Grundsätzlich sollte man seinen Mitmenschen sowieso immer
zuhören, egal, ob es nun etwas Sinnvolles ist oder nicht.
Übrigens, ob das Mitgeteilte für den Zuhörer einen Sinn
ergibt, ist dabei im Grunde egal, solange es das für den
Sprecher tut. Wenn Sie Ihren Gesprächspartner nicht verstehen,
liegt es möglicherweise daran, dass Sie nicht richtig zugehört
haben, eventuell auf Feinheiten nicht geachtet haben. Fragen
Sie lieber noch einmal nach, bevor Sie das Gehörte
missinterpretieren. Eine Vase ist schnell zerschlagen und ein
Herz schnell gebrochen, die Vase kann man kitten, ein Herz…
Das gilt auch oder sogar besonders gegenüber Kindern.
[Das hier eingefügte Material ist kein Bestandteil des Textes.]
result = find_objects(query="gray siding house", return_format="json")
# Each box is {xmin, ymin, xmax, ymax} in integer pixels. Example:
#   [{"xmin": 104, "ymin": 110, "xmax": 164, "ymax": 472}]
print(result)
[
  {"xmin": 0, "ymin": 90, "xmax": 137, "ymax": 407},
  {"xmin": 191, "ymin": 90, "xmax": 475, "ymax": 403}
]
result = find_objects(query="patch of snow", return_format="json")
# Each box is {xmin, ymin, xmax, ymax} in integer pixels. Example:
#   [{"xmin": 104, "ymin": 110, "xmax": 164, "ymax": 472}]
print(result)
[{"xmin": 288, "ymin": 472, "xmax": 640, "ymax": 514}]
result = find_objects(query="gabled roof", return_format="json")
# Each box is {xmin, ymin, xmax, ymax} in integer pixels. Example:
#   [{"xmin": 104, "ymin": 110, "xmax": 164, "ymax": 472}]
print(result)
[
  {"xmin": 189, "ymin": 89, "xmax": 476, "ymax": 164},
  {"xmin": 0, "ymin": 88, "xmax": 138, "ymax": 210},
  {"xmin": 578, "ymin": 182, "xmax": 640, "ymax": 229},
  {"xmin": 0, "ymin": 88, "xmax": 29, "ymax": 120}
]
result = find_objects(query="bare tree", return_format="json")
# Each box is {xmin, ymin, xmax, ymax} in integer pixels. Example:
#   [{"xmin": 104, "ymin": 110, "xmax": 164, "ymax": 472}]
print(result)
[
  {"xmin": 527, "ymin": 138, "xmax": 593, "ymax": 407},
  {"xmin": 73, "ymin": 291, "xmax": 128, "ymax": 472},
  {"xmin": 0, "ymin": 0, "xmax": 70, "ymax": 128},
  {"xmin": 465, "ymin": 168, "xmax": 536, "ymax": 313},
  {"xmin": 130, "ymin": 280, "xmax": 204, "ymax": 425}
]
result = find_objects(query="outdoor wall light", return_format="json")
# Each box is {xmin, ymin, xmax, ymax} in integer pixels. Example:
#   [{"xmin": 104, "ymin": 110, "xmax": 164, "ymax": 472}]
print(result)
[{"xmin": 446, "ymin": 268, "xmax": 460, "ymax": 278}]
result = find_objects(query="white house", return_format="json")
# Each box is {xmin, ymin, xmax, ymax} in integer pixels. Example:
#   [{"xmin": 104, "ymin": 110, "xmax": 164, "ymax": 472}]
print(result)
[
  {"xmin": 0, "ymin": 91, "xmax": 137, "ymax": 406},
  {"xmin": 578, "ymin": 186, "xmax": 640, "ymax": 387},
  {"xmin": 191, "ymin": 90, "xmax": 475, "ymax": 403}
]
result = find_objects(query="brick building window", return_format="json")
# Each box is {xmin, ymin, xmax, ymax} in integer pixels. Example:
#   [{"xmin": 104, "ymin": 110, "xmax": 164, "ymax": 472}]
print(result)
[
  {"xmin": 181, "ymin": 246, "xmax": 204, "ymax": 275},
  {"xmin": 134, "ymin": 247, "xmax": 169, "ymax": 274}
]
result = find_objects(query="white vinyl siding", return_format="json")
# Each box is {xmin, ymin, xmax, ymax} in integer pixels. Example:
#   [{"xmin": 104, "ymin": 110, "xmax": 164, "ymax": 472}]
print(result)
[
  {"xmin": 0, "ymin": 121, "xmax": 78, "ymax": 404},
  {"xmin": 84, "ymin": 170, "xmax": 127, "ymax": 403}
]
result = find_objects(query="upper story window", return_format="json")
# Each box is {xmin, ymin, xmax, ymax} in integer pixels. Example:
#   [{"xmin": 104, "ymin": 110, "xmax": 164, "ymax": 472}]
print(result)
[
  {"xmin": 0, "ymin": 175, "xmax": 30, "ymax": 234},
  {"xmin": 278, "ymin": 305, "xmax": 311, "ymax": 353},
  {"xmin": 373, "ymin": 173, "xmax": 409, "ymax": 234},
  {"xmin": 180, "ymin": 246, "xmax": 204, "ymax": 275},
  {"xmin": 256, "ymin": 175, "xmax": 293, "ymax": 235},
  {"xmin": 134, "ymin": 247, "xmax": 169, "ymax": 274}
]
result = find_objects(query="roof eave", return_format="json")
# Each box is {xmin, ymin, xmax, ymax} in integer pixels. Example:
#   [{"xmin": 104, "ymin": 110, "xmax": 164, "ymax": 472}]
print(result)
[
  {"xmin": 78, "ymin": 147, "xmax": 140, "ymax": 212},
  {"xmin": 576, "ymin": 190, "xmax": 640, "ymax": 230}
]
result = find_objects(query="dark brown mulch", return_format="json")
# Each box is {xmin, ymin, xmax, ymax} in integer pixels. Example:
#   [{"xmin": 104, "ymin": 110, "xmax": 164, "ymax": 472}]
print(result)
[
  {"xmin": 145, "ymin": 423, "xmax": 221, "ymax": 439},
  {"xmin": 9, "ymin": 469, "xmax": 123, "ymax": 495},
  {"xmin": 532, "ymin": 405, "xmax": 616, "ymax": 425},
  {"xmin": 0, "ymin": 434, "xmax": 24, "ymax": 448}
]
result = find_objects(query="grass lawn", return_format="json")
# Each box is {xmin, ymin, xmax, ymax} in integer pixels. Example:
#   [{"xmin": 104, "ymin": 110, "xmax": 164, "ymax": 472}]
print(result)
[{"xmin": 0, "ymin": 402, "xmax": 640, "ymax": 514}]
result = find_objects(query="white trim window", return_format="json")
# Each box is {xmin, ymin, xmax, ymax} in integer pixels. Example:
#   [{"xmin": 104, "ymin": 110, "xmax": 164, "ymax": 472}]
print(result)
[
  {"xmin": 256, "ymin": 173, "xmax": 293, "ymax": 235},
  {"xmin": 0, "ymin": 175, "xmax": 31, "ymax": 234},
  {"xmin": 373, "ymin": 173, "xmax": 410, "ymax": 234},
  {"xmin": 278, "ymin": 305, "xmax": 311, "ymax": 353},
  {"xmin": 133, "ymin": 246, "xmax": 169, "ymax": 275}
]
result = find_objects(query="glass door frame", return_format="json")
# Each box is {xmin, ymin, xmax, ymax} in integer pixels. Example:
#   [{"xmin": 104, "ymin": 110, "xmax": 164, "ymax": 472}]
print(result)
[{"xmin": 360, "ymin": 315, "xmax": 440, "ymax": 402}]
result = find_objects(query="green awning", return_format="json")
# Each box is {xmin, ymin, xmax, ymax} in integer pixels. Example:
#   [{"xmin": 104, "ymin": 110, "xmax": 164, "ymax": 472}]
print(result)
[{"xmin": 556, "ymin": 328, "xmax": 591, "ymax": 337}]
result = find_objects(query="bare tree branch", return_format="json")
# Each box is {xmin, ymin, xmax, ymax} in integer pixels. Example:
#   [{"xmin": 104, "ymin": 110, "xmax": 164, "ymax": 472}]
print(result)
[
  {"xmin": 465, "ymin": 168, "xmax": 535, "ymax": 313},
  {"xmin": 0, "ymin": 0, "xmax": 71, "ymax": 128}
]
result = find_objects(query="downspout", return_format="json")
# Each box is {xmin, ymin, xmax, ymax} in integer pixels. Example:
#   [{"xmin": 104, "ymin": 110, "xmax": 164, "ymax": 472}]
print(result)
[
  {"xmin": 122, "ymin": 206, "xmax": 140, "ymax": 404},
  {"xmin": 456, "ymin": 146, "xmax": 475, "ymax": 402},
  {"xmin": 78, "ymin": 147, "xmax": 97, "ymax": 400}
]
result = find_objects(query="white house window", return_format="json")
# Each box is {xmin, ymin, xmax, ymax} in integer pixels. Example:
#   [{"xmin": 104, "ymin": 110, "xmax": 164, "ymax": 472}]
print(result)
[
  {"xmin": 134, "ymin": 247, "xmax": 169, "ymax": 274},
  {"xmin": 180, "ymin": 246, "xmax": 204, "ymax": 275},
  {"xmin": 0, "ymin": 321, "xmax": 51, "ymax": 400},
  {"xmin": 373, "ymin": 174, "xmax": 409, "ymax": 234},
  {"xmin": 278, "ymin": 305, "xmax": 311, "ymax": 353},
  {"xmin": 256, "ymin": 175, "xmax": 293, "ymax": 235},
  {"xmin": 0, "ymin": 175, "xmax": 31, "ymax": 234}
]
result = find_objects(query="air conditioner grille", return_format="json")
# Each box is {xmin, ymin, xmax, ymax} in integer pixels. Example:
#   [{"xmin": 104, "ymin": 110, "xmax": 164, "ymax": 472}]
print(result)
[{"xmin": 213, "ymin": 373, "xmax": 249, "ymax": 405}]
Kinder
sind nicht nur aus Jux und Dollerei auf der Welt, und sie sind
auch keine unfertigen Menschen. Sie sind nur kleiner und
verletzlicher, und sie können sich noch nicht ganz so
ausdrücken mit dem, was sie meinen, aber auch sie sind
Menschen und verdienen denselben Respekt, den Sie als
Elternteil einfordern.
Egal, ob Sie sich mit Ihrem Partner unterhalten, mit fremden
Menschen oder Ihren Kindern: Zeigen Sie Ihrem Gegenüber
Respekt, hören Sie genau zu – und vor allem, lassen Sie den
anderen ausreden, egal, was Ihnen auf der Zunge brennt. Sie
wollen doch auch ausreden und erwarten Respekt von anderen.
Das verhindert Missverständnisse und schafft Frieden.
Denken Sie daran: Das Leben ist ein gegenseitiges Geben und
Nehmen. Also, nehmen Sie sich Zeit und leihen dem anderen Ihr
Ohr… und vielleicht ein Teil Ihres Herzens.